Skedler Single sign-on with OpenId and Azure Active Directory

Skedler supports security plugins like X-pack, open distro, search guard, Nginx, and security onion. Now our latest version of Skedler v4.12 supports SSO with OpenId Connect and Azure AD

What is SSO in Azure AD:

Single sign-on (SSO) adds security and convenience when users sign-on to applications in Azure Active Directory (Azure AD). This article describes the single sign-on methods and helps you choose the most appropriate SSO method when configuring Skedler application.

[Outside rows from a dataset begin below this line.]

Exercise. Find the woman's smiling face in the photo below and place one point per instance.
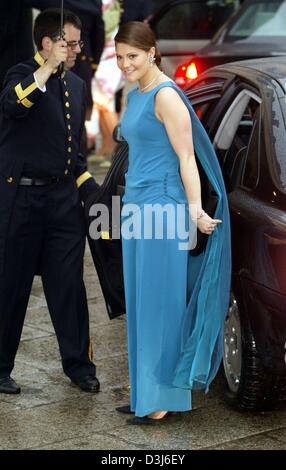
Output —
(133, 62)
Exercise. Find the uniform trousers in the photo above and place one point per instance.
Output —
(46, 232)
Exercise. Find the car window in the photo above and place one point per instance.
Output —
(204, 96)
(262, 18)
(193, 20)
(251, 170)
(233, 137)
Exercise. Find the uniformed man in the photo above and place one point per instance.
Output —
(42, 177)
(90, 14)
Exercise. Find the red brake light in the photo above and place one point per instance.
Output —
(191, 71)
(185, 73)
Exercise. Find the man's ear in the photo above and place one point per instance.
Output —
(47, 44)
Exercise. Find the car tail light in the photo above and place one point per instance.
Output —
(185, 73)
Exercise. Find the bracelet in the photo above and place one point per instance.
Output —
(201, 214)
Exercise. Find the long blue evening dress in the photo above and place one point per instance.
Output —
(175, 304)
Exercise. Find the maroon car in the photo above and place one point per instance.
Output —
(256, 30)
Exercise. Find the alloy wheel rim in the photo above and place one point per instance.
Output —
(232, 351)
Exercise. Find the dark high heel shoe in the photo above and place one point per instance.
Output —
(125, 409)
(149, 421)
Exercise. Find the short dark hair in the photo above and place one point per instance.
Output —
(48, 23)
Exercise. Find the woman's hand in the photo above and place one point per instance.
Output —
(206, 224)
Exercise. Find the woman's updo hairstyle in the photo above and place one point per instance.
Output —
(139, 35)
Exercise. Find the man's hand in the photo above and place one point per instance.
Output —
(58, 54)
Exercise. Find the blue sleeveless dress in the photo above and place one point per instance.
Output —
(174, 337)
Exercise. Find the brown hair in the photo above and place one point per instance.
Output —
(138, 35)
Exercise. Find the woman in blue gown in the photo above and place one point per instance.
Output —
(175, 304)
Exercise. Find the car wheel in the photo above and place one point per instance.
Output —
(248, 385)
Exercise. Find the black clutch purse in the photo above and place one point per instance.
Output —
(209, 204)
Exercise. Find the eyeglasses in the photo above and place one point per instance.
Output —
(74, 44)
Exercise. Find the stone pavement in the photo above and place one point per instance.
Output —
(51, 413)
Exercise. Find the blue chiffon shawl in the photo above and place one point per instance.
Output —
(209, 278)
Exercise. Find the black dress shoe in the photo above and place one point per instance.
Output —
(8, 385)
(125, 409)
(88, 383)
(145, 420)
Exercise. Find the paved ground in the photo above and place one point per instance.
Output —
(50, 413)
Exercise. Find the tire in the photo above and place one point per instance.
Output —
(248, 386)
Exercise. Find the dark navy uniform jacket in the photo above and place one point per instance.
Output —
(92, 34)
(16, 44)
(40, 133)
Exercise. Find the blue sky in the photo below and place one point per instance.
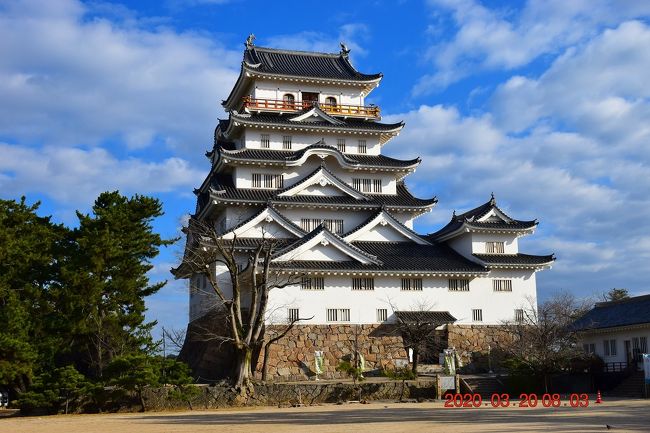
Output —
(544, 103)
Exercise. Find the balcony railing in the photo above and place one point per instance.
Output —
(337, 110)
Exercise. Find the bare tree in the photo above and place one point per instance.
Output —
(543, 341)
(417, 327)
(251, 277)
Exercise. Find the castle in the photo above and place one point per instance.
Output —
(299, 159)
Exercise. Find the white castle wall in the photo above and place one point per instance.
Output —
(435, 295)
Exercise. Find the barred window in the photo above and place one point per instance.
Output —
(411, 284)
(286, 142)
(335, 226)
(458, 285)
(363, 185)
(363, 147)
(294, 314)
(502, 285)
(494, 247)
(314, 283)
(363, 284)
(338, 314)
(265, 139)
(519, 315)
(257, 180)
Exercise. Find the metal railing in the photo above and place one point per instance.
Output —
(335, 109)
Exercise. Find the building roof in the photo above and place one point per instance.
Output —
(271, 61)
(433, 317)
(405, 257)
(626, 312)
(472, 220)
(228, 194)
(284, 157)
(283, 121)
(515, 260)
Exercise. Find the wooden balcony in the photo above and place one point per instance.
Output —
(336, 110)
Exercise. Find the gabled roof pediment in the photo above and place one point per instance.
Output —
(315, 114)
(268, 221)
(383, 227)
(323, 245)
(322, 178)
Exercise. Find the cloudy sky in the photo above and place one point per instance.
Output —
(545, 103)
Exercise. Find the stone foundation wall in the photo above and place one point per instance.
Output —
(292, 357)
(472, 341)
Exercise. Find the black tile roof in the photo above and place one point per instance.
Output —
(397, 256)
(284, 120)
(470, 218)
(433, 317)
(303, 64)
(626, 312)
(403, 198)
(281, 156)
(515, 259)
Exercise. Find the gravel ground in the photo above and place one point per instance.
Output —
(376, 417)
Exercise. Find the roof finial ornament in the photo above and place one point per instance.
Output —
(345, 51)
(249, 41)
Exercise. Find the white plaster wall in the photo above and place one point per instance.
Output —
(497, 307)
(292, 175)
(479, 239)
(347, 95)
(620, 336)
(252, 140)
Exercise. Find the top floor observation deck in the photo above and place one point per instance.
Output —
(330, 106)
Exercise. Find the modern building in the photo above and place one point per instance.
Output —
(617, 331)
(299, 159)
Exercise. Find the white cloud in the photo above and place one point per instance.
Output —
(76, 176)
(69, 77)
(504, 39)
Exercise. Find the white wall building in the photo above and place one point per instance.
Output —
(299, 159)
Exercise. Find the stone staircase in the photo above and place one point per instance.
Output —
(486, 385)
(632, 386)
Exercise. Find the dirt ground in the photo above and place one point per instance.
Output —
(376, 417)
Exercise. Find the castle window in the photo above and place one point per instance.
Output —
(363, 284)
(286, 142)
(265, 141)
(363, 185)
(458, 285)
(494, 247)
(409, 284)
(270, 181)
(362, 147)
(289, 100)
(315, 283)
(502, 285)
(294, 314)
(338, 314)
(519, 315)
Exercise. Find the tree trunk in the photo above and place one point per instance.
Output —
(416, 355)
(265, 363)
(243, 368)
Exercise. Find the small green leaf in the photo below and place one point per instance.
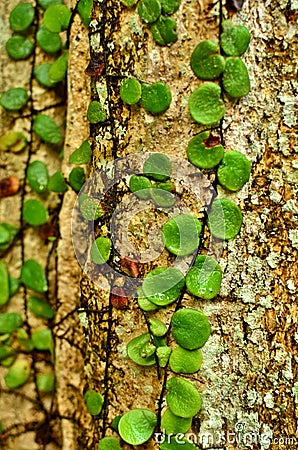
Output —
(77, 178)
(56, 18)
(17, 374)
(85, 9)
(101, 250)
(96, 112)
(46, 128)
(40, 307)
(156, 98)
(130, 91)
(9, 322)
(149, 10)
(35, 213)
(137, 426)
(21, 16)
(205, 104)
(58, 69)
(57, 183)
(14, 99)
(81, 155)
(48, 41)
(37, 175)
(19, 47)
(33, 276)
(94, 402)
(45, 382)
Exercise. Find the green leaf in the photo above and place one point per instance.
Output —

• With single sign-on, users sign in once with one account to access domain-joined devices, company resources, software as a service (SaaS) applications, and web applications. After signing in, the user can launch applications from the Office 365 portal or the Azure AD MyApps access panel. Administrators can centralize user account management, and automatically add or remove user access to applications based on group membership.
• Without single sign-on, users must remember application-specific passwords and sign in to each application. IT staff needs to create and update user accounts for each application such as Office 365, Box, and Salesforce. Users need to remember their passwords, plus spend the time to sign in to each application.

Choosing a single sign-on authentication method in Skedler V4.12:

There are several ways to configure Skedler application with a security plugin but we choose open distro security plugin because Open Distro for Elasticsearch gives you a comprehensive set of features to help you keep your data secure and stay compliant with regulations such as GDPR, HIPAA, PCI, and ISO. Whether you want to encrypt data-in-transit, authenticate users against Active Directory, use Kerberos or JSON web tokens for single sign-on (SSO), or monitor and log any malicious access attempts, Open Distro for Elasticsearch has you covered.

On-premises applications can use password-based, Integrated Windows Authentication, header-based, linked, or disabled methods for single sign-on.

Password-based SSO:

With password-based sign-on, users sign on to the application with a username and password the first time they access it. After the first sign-on, Azure AD supplies the username and password to the application.

Password-based single sign-on uses the existing authentication process provided by the application. When you enable password single sign-on for an application, Azure AD collects and securely stores usernames and passwords for the application. User credentials are stored in an encrypted state in the directory.